The Sender (1:1)

Paul calls himself an apostle of Christ Jesus, one sent by God. The term designates an office that he held by the command of God and the choice of the risen Christ (1:11; 2:7; Rom 1:1; 1 Cor 1:1; 2 Cor 1:1; Gal 1:1). This was not simply biographical data that might interest the readers. Rather, Paul's reference to his office signifies the authority from God by which he preaches, teaches and writes. Although he did not need to convince Timothy of this, the letter was meant to be aired before the whole church (see on 6:21). Paul wanted his hearers/readers to know that his teaching is authoritative, and the delegate who administered it to the community, Timothy, was to be regarded as an extension of the apostle himself. In view of the difficult task that faced him, this may have been an encouraging reminder for Timothy as well.

But this reminder is also a timely one for us today. Questions have arisen within the church concerning the authority of Scripture. Cults and sects continue to multiply, and their ability to confuse the unwary with their doctrinal subtleties is as threatening to the church today as it was when Paul wrote. It falls to ministers of the gospel and church leaders to guide the church through this murky water, while at the same time attempting to address issues like those Paul addressed through Timothy centuries ago. Where does our authority for this task come from? Like Timothy, we depend on the apostle whose writings are invested with the authority of God.

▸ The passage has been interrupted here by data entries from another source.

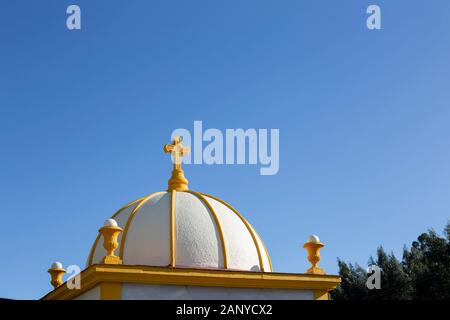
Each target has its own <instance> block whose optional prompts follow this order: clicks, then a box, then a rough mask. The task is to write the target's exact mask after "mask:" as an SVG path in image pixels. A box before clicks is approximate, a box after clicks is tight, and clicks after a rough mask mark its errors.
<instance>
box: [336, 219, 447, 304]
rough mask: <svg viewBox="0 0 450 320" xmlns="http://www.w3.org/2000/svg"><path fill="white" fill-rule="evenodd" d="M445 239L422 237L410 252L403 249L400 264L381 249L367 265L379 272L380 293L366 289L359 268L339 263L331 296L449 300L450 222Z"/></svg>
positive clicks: (433, 234)
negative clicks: (380, 281) (380, 277)
mask: <svg viewBox="0 0 450 320" xmlns="http://www.w3.org/2000/svg"><path fill="white" fill-rule="evenodd" d="M444 235H445V237H444V238H442V237H440V236H439V235H438V234H437V233H436V232H435V231H433V230H429V231H428V233H423V234H421V235H420V236H419V237H418V238H417V241H414V242H413V243H412V245H411V248H410V249H408V248H407V247H406V246H405V248H404V249H403V259H402V261H401V262H400V261H399V260H398V259H397V258H396V257H395V256H394V254H393V253H391V254H389V255H388V254H386V252H385V251H384V249H383V248H382V247H379V248H378V250H377V258H376V259H373V258H372V257H371V258H370V259H369V265H376V266H378V267H379V268H380V269H381V289H374V290H369V289H367V287H366V280H367V274H366V270H364V269H363V268H362V267H360V266H358V265H355V266H353V265H352V264H350V263H349V264H347V263H345V262H344V261H342V260H340V259H338V266H339V275H340V276H341V278H342V283H341V284H340V285H339V286H338V288H337V289H336V290H334V291H332V292H331V297H332V299H334V300H416V299H420V300H430V299H431V300H440V299H450V222H449V223H448V224H447V226H446V227H445V229H444Z"/></svg>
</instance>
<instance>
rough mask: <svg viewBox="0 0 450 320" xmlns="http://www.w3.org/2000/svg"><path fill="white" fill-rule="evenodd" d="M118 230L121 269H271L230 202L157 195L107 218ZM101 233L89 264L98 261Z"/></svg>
mask: <svg viewBox="0 0 450 320" xmlns="http://www.w3.org/2000/svg"><path fill="white" fill-rule="evenodd" d="M112 219H114V220H115V221H116V222H117V224H118V226H119V227H121V228H122V229H123V233H122V234H121V235H119V239H118V242H119V247H118V250H117V251H118V252H117V253H118V255H119V257H120V258H121V259H122V261H123V264H125V265H149V266H161V267H162V266H164V267H166V266H172V267H190V268H216V269H229V270H245V271H265V272H270V271H272V266H271V262H270V257H269V254H268V252H267V250H266V248H265V246H264V244H263V242H262V239H261V238H260V236H259V235H258V233H257V232H256V231H255V229H254V228H253V227H252V226H251V225H250V224H249V223H248V222H247V220H245V218H244V217H243V216H242V215H241V214H239V212H237V211H236V210H235V209H234V208H233V207H231V206H230V205H229V204H227V203H226V202H224V201H223V200H220V199H218V198H216V197H213V196H211V195H206V194H203V193H199V192H194V191H190V190H185V191H176V190H168V191H163V192H156V193H153V194H151V195H148V196H145V197H142V198H140V199H138V200H135V201H133V202H131V203H129V204H127V205H126V206H124V207H123V208H121V209H120V210H119V211H117V213H115V214H114V215H113V216H112ZM104 256H105V249H104V248H103V246H102V241H100V235H99V236H97V239H96V240H95V242H94V245H93V247H92V249H91V252H90V255H89V258H88V262H87V264H88V266H89V265H92V264H96V263H100V261H101V259H102V258H103V257H104Z"/></svg>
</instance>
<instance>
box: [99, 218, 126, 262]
mask: <svg viewBox="0 0 450 320" xmlns="http://www.w3.org/2000/svg"><path fill="white" fill-rule="evenodd" d="M98 231H99V232H100V233H101V235H102V236H103V248H105V250H106V253H107V254H106V256H105V257H103V259H102V263H104V264H122V260H121V259H120V257H118V256H116V255H115V254H114V251H115V250H116V249H117V247H118V246H119V242H118V241H117V238H118V237H119V234H120V233H121V232H122V231H123V230H122V228H121V227H119V226H118V225H117V222H116V220H114V219H108V220H106V221H105V224H104V225H103V227H102V228H101V229H100V230H98Z"/></svg>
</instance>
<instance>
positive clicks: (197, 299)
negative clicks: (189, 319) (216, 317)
mask: <svg viewBox="0 0 450 320" xmlns="http://www.w3.org/2000/svg"><path fill="white" fill-rule="evenodd" d="M151 299H160V300H184V299H186V300H214V299H218V300H227V299H236V300H243V299H252V300H264V299H267V300H277V299H286V300H313V299H314V292H313V291H308V290H291V289H253V288H221V287H198V286H174V285H145V284H132V283H124V284H123V285H122V300H151Z"/></svg>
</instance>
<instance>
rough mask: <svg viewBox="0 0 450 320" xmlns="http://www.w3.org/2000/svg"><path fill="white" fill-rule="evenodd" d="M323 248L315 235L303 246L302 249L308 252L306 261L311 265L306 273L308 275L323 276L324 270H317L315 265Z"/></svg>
mask: <svg viewBox="0 0 450 320" xmlns="http://www.w3.org/2000/svg"><path fill="white" fill-rule="evenodd" d="M323 247H324V244H323V243H322V242H320V239H319V237H318V236H316V235H311V236H309V238H308V241H307V242H306V243H305V244H304V245H303V248H305V249H306V251H307V252H308V261H309V262H310V263H311V268H309V269H308V270H307V271H306V273H309V274H325V270H323V269H322V268H319V267H318V266H317V264H318V263H319V261H320V249H322V248H323Z"/></svg>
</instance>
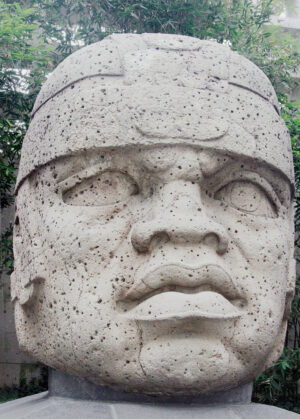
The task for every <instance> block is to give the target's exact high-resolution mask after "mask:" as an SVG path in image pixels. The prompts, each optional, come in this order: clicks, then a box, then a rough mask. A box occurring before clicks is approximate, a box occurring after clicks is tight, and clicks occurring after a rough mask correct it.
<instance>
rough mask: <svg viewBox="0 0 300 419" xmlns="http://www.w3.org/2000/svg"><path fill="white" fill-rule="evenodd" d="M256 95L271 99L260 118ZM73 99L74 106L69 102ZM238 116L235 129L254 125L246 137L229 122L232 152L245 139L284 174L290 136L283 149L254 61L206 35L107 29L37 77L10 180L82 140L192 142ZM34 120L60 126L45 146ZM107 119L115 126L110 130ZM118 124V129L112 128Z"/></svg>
mask: <svg viewBox="0 0 300 419" xmlns="http://www.w3.org/2000/svg"><path fill="white" fill-rule="evenodd" d="M83 80H87V84H86V83H82V81H83ZM234 87H235V88H234ZM241 88H243V89H244V91H245V89H247V90H246V91H247V96H248V100H246V102H244V100H243V98H241V103H239V102H240V100H239V98H237V97H235V100H233V99H234V96H237V95H238V92H240V91H241ZM73 89H74V90H73ZM162 89H163V90H164V91H162ZM86 91H89V95H88V96H86V95H85V92H86ZM249 92H253V94H250V93H249ZM57 95H58V97H57ZM259 97H260V98H261V102H263V101H267V103H269V106H268V107H267V106H266V105H262V106H263V107H264V108H265V112H264V116H265V117H267V120H264V119H263V118H262V115H261V114H260V113H259V109H260V106H261V102H259V100H258V98H259ZM249 98H251V100H249ZM52 99H53V100H52ZM232 100H233V103H232ZM49 101H50V102H51V103H48V102H49ZM57 101H59V102H60V105H59V106H58V107H57ZM72 102H75V103H76V105H75V106H74V107H70V103H72ZM145 102H146V103H145ZM228 102H229V107H230V109H228ZM230 102H231V103H230ZM95 106H96V109H95ZM267 108H268V112H267V111H266V109H267ZM53 109H54V110H55V111H56V112H55V114H53ZM212 109H213V111H212ZM275 109H276V110H277V112H276V111H275ZM38 110H40V112H39V113H37V111H38ZM95 112H97V117H98V118H101V119H103V121H102V127H103V128H104V132H102V131H101V135H95V134H97V130H96V132H94V129H93V127H90V123H91V121H93V120H94V118H95V117H96V115H95V114H94V113H95ZM143 113H144V114H143ZM240 113H242V114H243V121H245V124H242V126H243V125H246V126H247V125H252V124H253V119H255V120H256V122H255V125H256V132H255V133H253V132H251V130H250V132H249V130H248V134H247V133H246V135H245V133H244V132H243V131H242V132H239V131H238V130H237V127H236V126H234V127H233V130H231V132H229V133H228V134H229V136H230V140H228V141H229V142H230V144H231V147H230V149H231V150H232V151H233V152H235V151H236V152H238V149H239V148H238V147H237V150H236V149H235V148H236V147H235V143H237V144H240V143H241V141H242V142H243V144H246V143H247V142H250V143H251V142H252V143H253V144H254V145H256V147H255V149H254V150H252V153H251V156H252V157H256V158H258V159H260V158H263V159H265V158H266V155H267V156H268V159H269V162H270V163H273V164H274V167H279V168H280V169H281V170H283V171H284V172H285V173H286V174H287V176H289V177H291V171H290V167H291V161H290V142H289V141H286V143H285V147H284V148H283V147H282V146H283V142H285V139H286V138H287V137H288V135H287V131H286V128H285V126H284V124H283V123H282V120H281V119H280V117H279V116H278V103H277V98H276V94H275V92H274V89H273V87H272V85H271V84H270V82H269V80H268V79H267V77H266V75H265V74H264V73H263V72H262V71H261V70H260V69H259V68H258V67H256V66H255V65H254V64H253V63H251V62H250V61H249V60H247V59H246V58H244V57H241V56H239V55H238V54H237V53H235V52H232V51H231V50H230V49H229V48H228V47H225V46H224V45H220V44H218V43H216V42H212V41H201V40H198V39H194V38H190V37H185V36H179V35H162V34H143V35H134V34H127V35H111V36H109V37H107V38H105V39H104V40H103V41H101V42H97V43H95V44H92V45H89V46H88V47H86V48H83V49H81V50H79V51H77V52H75V53H74V54H72V55H71V56H69V57H68V58H67V59H65V60H64V61H63V62H62V63H61V64H60V65H59V66H58V67H57V69H56V70H55V71H54V72H53V73H52V75H51V76H50V77H49V79H48V80H47V82H46V83H45V85H44V87H43V88H42V90H41V92H40V94H39V96H38V98H37V100H36V103H35V106H34V110H33V115H34V119H35V121H34V122H33V123H32V125H31V127H30V129H29V131H28V133H27V136H26V139H25V142H24V147H23V155H22V159H21V164H20V168H19V174H18V182H17V184H19V183H20V182H21V181H22V180H23V179H24V178H25V177H26V176H27V175H28V174H29V173H31V172H32V171H33V170H34V169H35V168H37V167H39V166H41V165H43V164H45V163H46V162H47V161H50V160H52V159H54V158H57V157H60V156H63V155H66V154H72V153H74V152H76V151H78V150H81V151H82V150H84V148H86V147H91V146H92V147H95V148H97V147H103V146H105V144H106V146H112V145H114V143H118V144H120V143H122V144H124V143H125V142H126V143H127V144H131V143H136V142H137V141H138V142H140V143H141V144H144V145H146V144H153V143H156V144H162V143H164V142H166V141H167V142H168V143H170V141H171V142H172V143H174V142H175V143H182V142H184V143H190V144H197V145H199V141H207V140H212V139H217V138H220V137H222V136H223V135H224V134H225V133H227V132H228V126H232V125H234V124H235V117H237V118H238V117H239V114H240ZM120 118H121V121H119V119H120ZM75 121H77V123H76V122H75ZM66 122H67V125H66ZM80 123H83V124H88V126H87V130H86V135H85V137H84V138H82V139H80V138H77V139H76V144H74V137H73V135H74V130H76V128H77V125H78V124H80ZM41 124H42V125H43V126H44V127H45V129H46V127H47V129H46V131H47V132H50V131H51V130H52V129H53V128H54V127H55V130H56V131H57V130H59V131H60V132H59V133H57V136H56V138H57V140H56V141H54V133H53V135H52V137H51V140H50V142H51V146H50V145H49V138H47V136H46V138H44V136H45V132H44V131H43V130H41V129H39V128H38V129H37V130H36V129H35V128H34V127H35V125H36V126H37V127H40V126H41ZM141 124H142V125H143V129H141V127H140V125H141ZM112 126H115V129H113V130H111V128H112ZM67 127H68V129H66V128H67ZM266 127H268V129H267V130H266ZM243 128H244V127H243ZM126 129H128V135H127V136H126V137H125V138H124V135H123V134H124V130H126ZM119 130H121V131H122V133H119V134H121V135H117V134H116V132H115V131H119ZM37 131H38V132H37ZM171 131H172V132H171ZM232 131H233V132H232ZM249 134H251V135H249ZM270 136H272V137H274V138H275V137H277V138H278V142H279V143H280V147H281V153H284V155H283V156H282V157H281V158H278V154H277V152H276V149H273V148H271V149H269V148H268V144H269V138H270ZM166 137H167V139H166ZM239 137H241V138H239ZM118 140H119V141H118ZM272 144H273V145H275V142H274V143H273V142H272ZM200 146H202V144H200ZM210 146H212V147H213V146H214V144H210ZM265 148H266V150H265Z"/></svg>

Paul's reference is to God our Savior. It is a designation that Paul confined to the Pastoral Epistles, and with this phrase the apostle introduces his main theme, salvation. He chose with equal care the additional reference to Christ Jesus our hope. At the core of the false teaching Timothy faced was an out-of-balance view of salvation: the heretics proclaimed that the End had come and the resurrection had occurred (2 Tim 2:18; see introduction), and the return of Christ was all but forgotten. Here at the outset Paul begins to assert his balanced theology: this is the age of salvation, but salvation's completion awaits the Second Coming of Christ, our hope.